Health Minister Fred Horne made the announcement Friday at a southwest Edmonton high school, saying the move would get access to families more quickly.
"We have good capacity when it comes to adult services, but where we've been lacking is in children and youth. That waiting time from when someone is identified as needing treatment and when they actually receive the treatment is critically important," Horne said.
"What we're trying to capitalize on both within the community and the residential treatment system is faster response to people. When the child or youth in the family indicates that they are receptive to receiving help, our view is that the system should come to them."
Interim Premier Dave Hancock says the money will benefit more than 315,000 youth and children who participate in mental health programs.

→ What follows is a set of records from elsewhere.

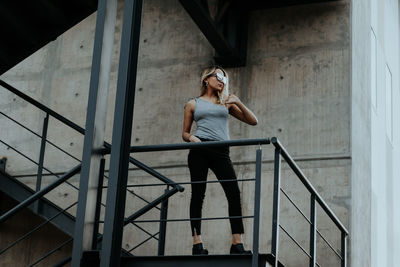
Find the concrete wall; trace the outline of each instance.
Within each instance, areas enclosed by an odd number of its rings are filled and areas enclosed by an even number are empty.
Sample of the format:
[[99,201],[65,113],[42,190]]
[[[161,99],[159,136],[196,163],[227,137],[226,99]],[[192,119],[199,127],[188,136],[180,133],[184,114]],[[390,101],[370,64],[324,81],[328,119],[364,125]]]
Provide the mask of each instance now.
[[[3,214],[18,203],[8,196],[0,193],[0,212]],[[0,248],[4,249],[19,239],[24,234],[32,231],[42,224],[44,220],[28,209],[22,210],[14,217],[1,224],[0,227]],[[46,224],[26,239],[1,254],[0,266],[30,266],[41,257],[64,242],[68,242],[69,236],[54,227]],[[53,253],[35,266],[52,266],[62,259],[71,255],[72,242],[66,244],[60,250]]]
[[399,247],[399,4],[371,1],[371,266],[396,266]]
[[[117,76],[122,4],[119,5],[115,36],[115,56],[109,93],[106,138],[111,140],[113,103]],[[79,125],[85,123],[95,15],[90,16],[57,40],[4,74],[1,78],[21,89]],[[197,26],[176,0],[146,0],[140,42],[139,71],[135,97],[132,145],[178,143],[181,140],[183,107],[188,98],[198,95],[199,74],[210,64],[214,51]],[[251,13],[248,62],[244,68],[228,69],[230,90],[250,107],[259,119],[251,127],[234,119],[232,139],[278,136],[288,151],[299,160],[312,184],[318,189],[342,222],[349,226],[350,208],[350,1],[337,1]],[[40,133],[43,114],[23,101],[0,91],[2,111],[28,124]],[[7,142],[27,149],[37,158],[40,142],[1,118]],[[2,127],[3,129],[3,127]],[[3,136],[3,130],[2,130]],[[3,138],[3,137],[2,137]],[[49,139],[80,158],[83,138],[51,120]],[[52,171],[65,171],[77,162],[55,149],[49,150],[45,165]],[[34,185],[29,176],[36,172],[31,162],[11,149],[0,147],[9,158],[7,170],[25,175],[21,180]],[[174,181],[188,181],[186,151],[135,155]],[[254,177],[255,148],[232,148],[232,160],[239,178]],[[263,152],[262,251],[270,250],[273,150]],[[133,166],[132,166],[133,167]],[[309,196],[283,166],[282,184],[304,212]],[[132,170],[130,183],[157,182]],[[49,177],[48,180],[53,178]],[[215,177],[210,174],[210,179]],[[73,180],[77,184],[77,178]],[[241,183],[243,210],[252,215],[253,183]],[[170,199],[169,218],[187,218],[190,188]],[[164,188],[134,188],[151,200]],[[129,195],[129,194],[128,194]],[[64,186],[48,195],[60,205],[74,201],[76,192]],[[144,202],[129,195],[129,215]],[[204,216],[227,215],[227,203],[218,184],[208,186]],[[339,232],[319,209],[318,227],[335,247],[340,248]],[[154,211],[143,219],[158,218]],[[282,224],[308,248],[308,225],[282,199]],[[151,233],[157,224],[143,224]],[[227,253],[230,228],[227,221],[204,222],[203,239],[213,254]],[[252,221],[245,223],[245,245],[251,248]],[[123,246],[131,249],[148,236],[134,226],[124,232]],[[167,253],[189,254],[188,222],[168,225]],[[300,250],[282,232],[281,255],[286,266],[308,266]],[[318,261],[322,266],[337,262],[326,245],[319,242]],[[136,250],[135,250],[136,251]],[[155,255],[156,242],[137,249],[138,255]],[[327,256],[329,255],[329,256]],[[358,265],[355,265],[358,266]]]
[[371,265],[369,1],[352,1],[351,264]]

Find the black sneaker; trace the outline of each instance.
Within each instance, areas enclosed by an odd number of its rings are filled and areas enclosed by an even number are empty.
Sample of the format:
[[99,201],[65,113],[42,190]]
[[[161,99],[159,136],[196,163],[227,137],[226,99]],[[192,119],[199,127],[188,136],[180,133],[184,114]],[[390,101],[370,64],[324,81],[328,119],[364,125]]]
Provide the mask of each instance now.
[[245,250],[242,243],[236,244],[231,246],[231,254],[251,254],[251,250]]
[[208,250],[203,248],[203,243],[193,245],[192,255],[208,255]]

A total of $48 million is being spent to support the implementation of Alberta’s addiction and mental health strategy, a $28 million increase over last year.
The $48 million is in addition to the $600 million Alberta Health Services budgets to deliver mental health and addiction programs and services.
NDP Education critic Deron (DARE-UN) Bilous says the Tories are being hypocritical.
"When we look at mental health and bullying being one of the issues, on Monday, motion 503 dealing with gay-straight alliances and the opportunity for students to be able to form them in their schools, that was voted down by the same government.
"So on the one hand talking about funding mental health yet legislating against that, I think, is a bit of a contradiction."